Use this when: a prompt needs auditing for gaps + failure modes

Problem it solves — A prompt can be subtly wrong in ways that only bite at runtime. This audits a prompt for the gaps and failure modes before it ships.

QA prompts (the AI prompt layer)

The prompts are where the model's behaviour actually lives — a vague role or a schema that drifts from the parser is a runtime bug that no PHP test catches. This audits the prompts as the contracts they are.

The corpus

resources/views/prompts/*.blade.php — system + user templates for each AI service (classification, the task helper, threads, the morning nudge, …). They inject $persona / PersonalContext, loop skills, and declare JSON output shapes; untrusted data rides behind @untrustedPreamble.

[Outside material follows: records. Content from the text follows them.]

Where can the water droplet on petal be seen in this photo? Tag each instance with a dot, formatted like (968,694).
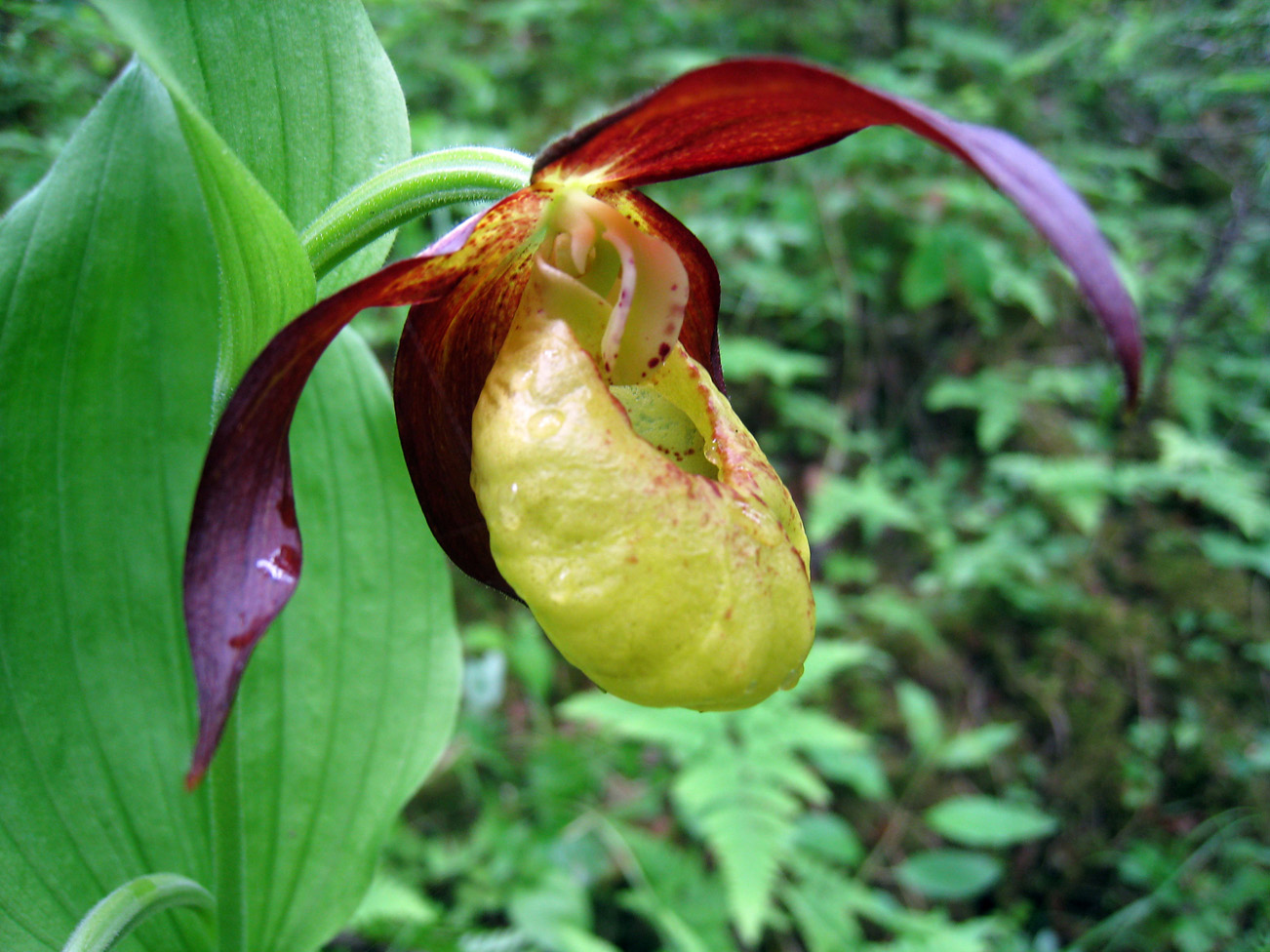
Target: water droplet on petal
(545,422)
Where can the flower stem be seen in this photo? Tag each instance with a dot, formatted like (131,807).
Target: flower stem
(407,190)
(229,864)
(116,915)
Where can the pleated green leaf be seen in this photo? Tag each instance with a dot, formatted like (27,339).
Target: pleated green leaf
(108,298)
(301,92)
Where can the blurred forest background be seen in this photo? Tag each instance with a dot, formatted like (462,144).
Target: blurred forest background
(1038,716)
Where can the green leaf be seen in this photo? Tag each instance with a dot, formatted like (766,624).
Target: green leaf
(107,353)
(104,372)
(978,745)
(841,500)
(986,821)
(921,716)
(949,873)
(301,93)
(831,838)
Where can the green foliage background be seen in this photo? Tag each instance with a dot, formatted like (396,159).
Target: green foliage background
(1038,713)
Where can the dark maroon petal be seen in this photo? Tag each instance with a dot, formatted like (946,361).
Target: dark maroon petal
(446,352)
(243,556)
(758,109)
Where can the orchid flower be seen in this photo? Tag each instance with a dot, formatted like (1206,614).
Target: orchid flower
(559,400)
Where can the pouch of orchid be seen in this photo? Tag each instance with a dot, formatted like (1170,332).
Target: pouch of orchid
(560,404)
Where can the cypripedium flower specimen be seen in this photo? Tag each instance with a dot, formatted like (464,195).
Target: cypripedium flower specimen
(560,404)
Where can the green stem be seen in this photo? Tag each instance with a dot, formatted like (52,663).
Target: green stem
(229,864)
(407,190)
(116,915)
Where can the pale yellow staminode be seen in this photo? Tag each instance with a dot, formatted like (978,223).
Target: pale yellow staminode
(664,559)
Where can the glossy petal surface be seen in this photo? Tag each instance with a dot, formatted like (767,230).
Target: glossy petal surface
(664,586)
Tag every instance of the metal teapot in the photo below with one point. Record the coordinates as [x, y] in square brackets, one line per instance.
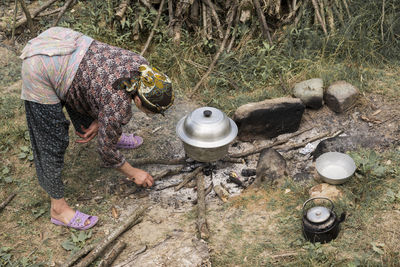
[321, 224]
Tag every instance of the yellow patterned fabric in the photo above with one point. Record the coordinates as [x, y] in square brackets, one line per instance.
[153, 88]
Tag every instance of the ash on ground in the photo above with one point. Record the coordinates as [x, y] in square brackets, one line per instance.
[161, 141]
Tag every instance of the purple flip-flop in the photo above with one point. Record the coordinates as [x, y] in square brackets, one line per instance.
[129, 141]
[78, 222]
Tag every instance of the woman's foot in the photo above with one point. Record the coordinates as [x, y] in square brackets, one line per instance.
[62, 212]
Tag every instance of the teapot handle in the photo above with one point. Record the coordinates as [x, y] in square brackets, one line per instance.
[325, 198]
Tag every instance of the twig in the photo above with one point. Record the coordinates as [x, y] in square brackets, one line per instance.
[188, 178]
[146, 4]
[290, 147]
[202, 225]
[132, 257]
[316, 10]
[62, 11]
[231, 42]
[347, 8]
[164, 173]
[263, 21]
[383, 18]
[259, 149]
[215, 16]
[27, 15]
[132, 220]
[112, 254]
[222, 47]
[122, 9]
[75, 257]
[154, 27]
[144, 161]
[206, 192]
[8, 200]
[167, 186]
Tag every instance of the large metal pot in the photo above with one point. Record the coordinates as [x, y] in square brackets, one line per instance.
[206, 134]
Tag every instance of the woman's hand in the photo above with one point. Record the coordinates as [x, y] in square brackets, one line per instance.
[138, 176]
[89, 133]
[141, 178]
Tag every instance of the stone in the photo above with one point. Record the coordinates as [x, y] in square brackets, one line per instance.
[268, 118]
[178, 250]
[345, 144]
[271, 168]
[325, 190]
[340, 96]
[311, 92]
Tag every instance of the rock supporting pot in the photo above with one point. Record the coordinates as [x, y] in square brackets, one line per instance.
[206, 134]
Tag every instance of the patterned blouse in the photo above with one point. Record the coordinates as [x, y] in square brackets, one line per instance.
[62, 65]
[50, 63]
[96, 92]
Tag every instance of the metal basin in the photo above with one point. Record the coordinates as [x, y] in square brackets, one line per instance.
[335, 167]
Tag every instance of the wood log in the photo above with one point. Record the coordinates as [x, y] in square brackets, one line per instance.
[123, 6]
[144, 161]
[315, 138]
[188, 178]
[112, 254]
[14, 25]
[154, 27]
[3, 26]
[63, 10]
[259, 149]
[263, 21]
[133, 219]
[8, 200]
[162, 174]
[222, 48]
[215, 17]
[202, 225]
[131, 258]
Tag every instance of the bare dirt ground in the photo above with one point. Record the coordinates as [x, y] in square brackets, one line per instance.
[168, 228]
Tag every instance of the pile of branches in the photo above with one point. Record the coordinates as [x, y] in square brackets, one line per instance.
[209, 18]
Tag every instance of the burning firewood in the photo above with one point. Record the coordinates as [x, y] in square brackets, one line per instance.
[202, 225]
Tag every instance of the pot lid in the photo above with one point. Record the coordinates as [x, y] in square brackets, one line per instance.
[318, 214]
[206, 127]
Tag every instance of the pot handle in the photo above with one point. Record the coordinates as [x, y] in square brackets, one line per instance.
[325, 198]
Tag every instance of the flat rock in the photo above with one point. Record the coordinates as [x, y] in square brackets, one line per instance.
[311, 92]
[271, 168]
[345, 144]
[268, 118]
[325, 190]
[340, 96]
[178, 250]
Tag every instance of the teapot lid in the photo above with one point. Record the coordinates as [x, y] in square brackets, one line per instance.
[318, 214]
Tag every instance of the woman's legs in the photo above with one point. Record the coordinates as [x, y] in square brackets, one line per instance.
[48, 131]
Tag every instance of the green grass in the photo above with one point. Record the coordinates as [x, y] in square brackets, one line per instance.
[363, 240]
[250, 72]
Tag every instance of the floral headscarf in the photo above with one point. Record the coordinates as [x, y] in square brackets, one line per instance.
[153, 88]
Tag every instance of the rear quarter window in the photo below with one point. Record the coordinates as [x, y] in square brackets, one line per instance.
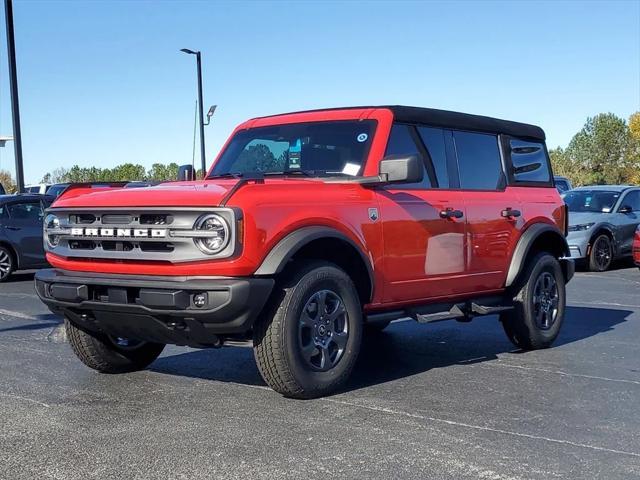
[529, 162]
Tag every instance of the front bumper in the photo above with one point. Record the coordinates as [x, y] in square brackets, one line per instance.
[156, 309]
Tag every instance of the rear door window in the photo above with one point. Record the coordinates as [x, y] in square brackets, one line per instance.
[401, 142]
[632, 199]
[30, 212]
[433, 139]
[479, 161]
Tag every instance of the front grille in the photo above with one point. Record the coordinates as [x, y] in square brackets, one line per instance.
[143, 235]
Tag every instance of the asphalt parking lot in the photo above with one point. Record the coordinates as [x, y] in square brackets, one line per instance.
[442, 401]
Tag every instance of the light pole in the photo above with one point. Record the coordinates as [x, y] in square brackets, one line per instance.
[199, 64]
[13, 85]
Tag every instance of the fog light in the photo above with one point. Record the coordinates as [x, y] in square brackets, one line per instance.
[200, 300]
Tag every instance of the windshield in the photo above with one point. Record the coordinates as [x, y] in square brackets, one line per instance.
[313, 149]
[600, 201]
[56, 190]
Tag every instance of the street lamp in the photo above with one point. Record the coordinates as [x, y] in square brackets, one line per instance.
[199, 65]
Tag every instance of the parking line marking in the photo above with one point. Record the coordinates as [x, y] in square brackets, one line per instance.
[10, 313]
[560, 372]
[609, 304]
[26, 399]
[390, 411]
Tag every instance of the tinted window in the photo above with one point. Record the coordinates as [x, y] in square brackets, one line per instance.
[478, 160]
[632, 199]
[401, 143]
[25, 211]
[562, 185]
[529, 161]
[433, 139]
[596, 201]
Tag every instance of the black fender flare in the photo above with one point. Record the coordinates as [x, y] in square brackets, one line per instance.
[286, 248]
[526, 241]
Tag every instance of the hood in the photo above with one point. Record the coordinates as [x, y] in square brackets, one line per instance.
[578, 218]
[176, 194]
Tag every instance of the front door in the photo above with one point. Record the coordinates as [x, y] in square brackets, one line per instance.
[423, 224]
[494, 216]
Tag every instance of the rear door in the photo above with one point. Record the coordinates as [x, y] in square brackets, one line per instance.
[423, 224]
[493, 211]
[628, 222]
[23, 228]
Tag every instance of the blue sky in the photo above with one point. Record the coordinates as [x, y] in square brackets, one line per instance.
[102, 83]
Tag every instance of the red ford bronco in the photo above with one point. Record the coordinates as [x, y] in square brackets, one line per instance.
[309, 229]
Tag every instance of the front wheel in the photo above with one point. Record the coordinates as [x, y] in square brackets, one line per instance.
[108, 354]
[307, 344]
[7, 264]
[539, 305]
[601, 254]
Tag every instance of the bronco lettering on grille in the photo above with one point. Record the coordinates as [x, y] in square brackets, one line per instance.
[119, 232]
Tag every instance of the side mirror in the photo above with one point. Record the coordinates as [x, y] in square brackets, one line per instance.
[186, 173]
[625, 209]
[401, 169]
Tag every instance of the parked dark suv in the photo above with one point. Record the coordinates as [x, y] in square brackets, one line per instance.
[21, 233]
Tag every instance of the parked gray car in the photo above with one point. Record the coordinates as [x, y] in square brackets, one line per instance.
[602, 222]
[21, 244]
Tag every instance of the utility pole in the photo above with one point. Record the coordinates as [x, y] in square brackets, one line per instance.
[13, 83]
[200, 107]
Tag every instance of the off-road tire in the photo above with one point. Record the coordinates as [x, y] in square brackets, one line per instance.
[102, 354]
[520, 324]
[595, 263]
[8, 263]
[276, 333]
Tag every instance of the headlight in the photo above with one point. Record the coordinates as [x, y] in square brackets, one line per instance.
[51, 222]
[217, 234]
[582, 227]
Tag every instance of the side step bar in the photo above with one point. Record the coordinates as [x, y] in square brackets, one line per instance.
[460, 311]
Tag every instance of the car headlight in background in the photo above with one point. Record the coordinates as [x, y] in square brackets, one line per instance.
[217, 235]
[581, 227]
[51, 222]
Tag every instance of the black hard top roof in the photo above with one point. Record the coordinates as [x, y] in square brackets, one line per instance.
[457, 120]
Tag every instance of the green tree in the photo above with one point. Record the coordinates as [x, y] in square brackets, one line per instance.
[160, 172]
[600, 150]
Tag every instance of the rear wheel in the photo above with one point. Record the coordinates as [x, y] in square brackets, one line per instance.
[601, 254]
[7, 263]
[307, 345]
[538, 305]
[108, 354]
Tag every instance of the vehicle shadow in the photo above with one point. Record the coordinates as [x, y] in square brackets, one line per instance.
[403, 350]
[44, 321]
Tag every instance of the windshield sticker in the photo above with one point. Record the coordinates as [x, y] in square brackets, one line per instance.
[351, 169]
[294, 154]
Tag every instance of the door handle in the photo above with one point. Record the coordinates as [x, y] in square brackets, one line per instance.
[510, 213]
[451, 213]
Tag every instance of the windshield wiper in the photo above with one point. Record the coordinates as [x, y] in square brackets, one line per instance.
[305, 173]
[226, 175]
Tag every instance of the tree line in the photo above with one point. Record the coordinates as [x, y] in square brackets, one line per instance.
[605, 151]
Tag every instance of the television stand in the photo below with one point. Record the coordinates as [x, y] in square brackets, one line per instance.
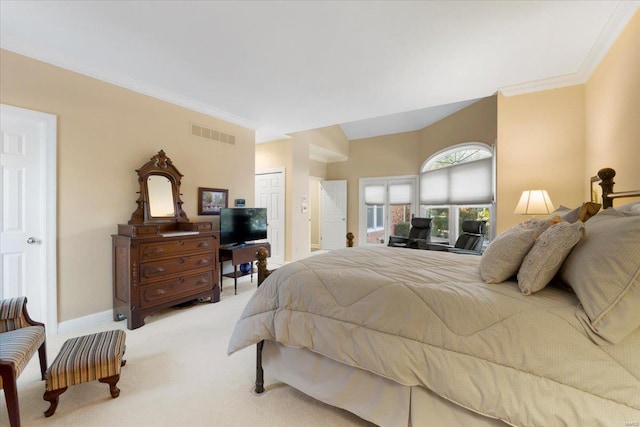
[240, 254]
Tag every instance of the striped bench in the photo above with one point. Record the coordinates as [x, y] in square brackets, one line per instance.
[82, 359]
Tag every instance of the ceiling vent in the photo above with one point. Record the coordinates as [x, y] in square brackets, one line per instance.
[212, 134]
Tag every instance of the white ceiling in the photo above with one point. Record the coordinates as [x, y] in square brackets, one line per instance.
[377, 67]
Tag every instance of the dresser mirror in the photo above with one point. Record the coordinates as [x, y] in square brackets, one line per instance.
[161, 203]
[159, 196]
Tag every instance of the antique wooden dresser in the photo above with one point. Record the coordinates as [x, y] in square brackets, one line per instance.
[160, 258]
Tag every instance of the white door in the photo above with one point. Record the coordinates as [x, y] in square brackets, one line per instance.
[28, 211]
[270, 195]
[334, 214]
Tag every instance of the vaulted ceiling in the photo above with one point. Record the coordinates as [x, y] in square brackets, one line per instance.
[374, 68]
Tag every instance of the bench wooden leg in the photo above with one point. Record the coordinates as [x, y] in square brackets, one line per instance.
[52, 396]
[112, 381]
[10, 387]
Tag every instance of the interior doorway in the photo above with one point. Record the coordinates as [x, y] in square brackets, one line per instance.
[28, 211]
[315, 231]
[270, 194]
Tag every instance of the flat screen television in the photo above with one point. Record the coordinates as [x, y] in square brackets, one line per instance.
[241, 225]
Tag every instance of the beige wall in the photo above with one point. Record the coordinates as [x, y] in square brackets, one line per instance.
[612, 112]
[404, 153]
[104, 133]
[540, 146]
[558, 139]
[330, 138]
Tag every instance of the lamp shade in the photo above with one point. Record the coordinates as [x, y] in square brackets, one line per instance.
[534, 202]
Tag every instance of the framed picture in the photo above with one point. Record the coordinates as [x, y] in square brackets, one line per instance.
[596, 190]
[211, 200]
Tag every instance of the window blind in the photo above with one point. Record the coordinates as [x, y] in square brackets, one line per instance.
[400, 194]
[374, 194]
[467, 183]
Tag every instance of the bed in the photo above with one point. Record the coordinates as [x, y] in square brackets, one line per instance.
[543, 329]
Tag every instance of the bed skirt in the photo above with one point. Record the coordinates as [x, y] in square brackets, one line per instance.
[373, 398]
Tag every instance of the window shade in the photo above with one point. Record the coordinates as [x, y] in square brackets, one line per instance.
[467, 183]
[374, 194]
[400, 194]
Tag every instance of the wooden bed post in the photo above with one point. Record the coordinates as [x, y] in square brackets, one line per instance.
[350, 238]
[261, 254]
[606, 175]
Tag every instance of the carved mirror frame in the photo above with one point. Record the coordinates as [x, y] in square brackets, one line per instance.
[159, 165]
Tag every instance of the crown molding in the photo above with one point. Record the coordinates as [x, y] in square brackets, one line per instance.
[139, 87]
[619, 19]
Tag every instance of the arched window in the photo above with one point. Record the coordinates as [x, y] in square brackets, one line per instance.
[457, 184]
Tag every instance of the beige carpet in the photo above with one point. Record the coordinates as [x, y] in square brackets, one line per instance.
[178, 374]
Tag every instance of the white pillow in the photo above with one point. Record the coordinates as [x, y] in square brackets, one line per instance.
[632, 207]
[545, 258]
[604, 272]
[505, 253]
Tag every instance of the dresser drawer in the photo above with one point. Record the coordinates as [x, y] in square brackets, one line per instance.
[158, 270]
[175, 246]
[168, 290]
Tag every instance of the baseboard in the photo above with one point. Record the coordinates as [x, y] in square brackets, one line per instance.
[79, 323]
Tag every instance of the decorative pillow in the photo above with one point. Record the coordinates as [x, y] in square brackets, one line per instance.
[566, 214]
[633, 207]
[604, 272]
[505, 253]
[587, 210]
[545, 258]
[581, 213]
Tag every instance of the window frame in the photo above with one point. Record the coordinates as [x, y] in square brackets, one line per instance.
[454, 209]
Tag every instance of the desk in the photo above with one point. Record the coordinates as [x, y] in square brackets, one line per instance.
[240, 255]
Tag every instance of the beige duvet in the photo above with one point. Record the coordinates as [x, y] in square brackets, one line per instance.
[426, 318]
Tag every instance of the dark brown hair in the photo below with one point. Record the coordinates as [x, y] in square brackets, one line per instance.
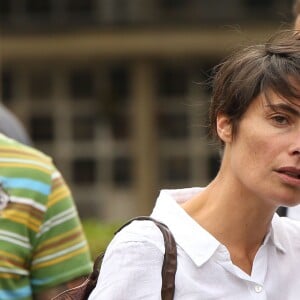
[274, 65]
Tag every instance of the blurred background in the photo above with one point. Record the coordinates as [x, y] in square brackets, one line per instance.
[114, 90]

The lenses — this is the skill

For each prompt the diff touches (or all of them on a full audit):

  • Injection safety — does every prompt that interpolates external / untrusted data (task text, email bodies, calendar entries) carry the @untrustedPreamble guard, and is the untrusted block clearly fenced from the instructions? A prompt that drops user-controlled text straight into the instruction body is the vulnerability.
  • Output contract — the JSON shape the prompt asks for must match what the AI service then parses (keys, types, enums, required-vs-optional). A field renamed in one and not the other is a silent break.
  • Context injection$persona / PersonalContext actually present where the call needs it (the nudge and the helper are personalised — that's the product); no stale or duplicated injection.
  • Prompt-engineering hygiene — a clear role/goal up front, instructions before the data, constraints explicit, examples only where they earn their place, no contradictory directives. Lead the model, don't bury the ask.

Output — surface, then fix

A table: prompt file:line · issue · which lens · suggested fix, injection-safety findings flagged first (they're the critical class). AskUserQuestion which to apply; apply only the confirmed. A clean set is a valid result.

Where it sits

  • Not optimise-prompts — that trims token/clarity/cache cost; this checks correctness and safety. Run both before shipping a prompt change.
  • Not qa-code — that audits the PHP (the AI service class, DTOs, mocking); this audits the Blade prompt the service renders.
  • Pairs with qa-code whenever an AI service changes: qa-code for the wiring, qa-prompts for the prompt.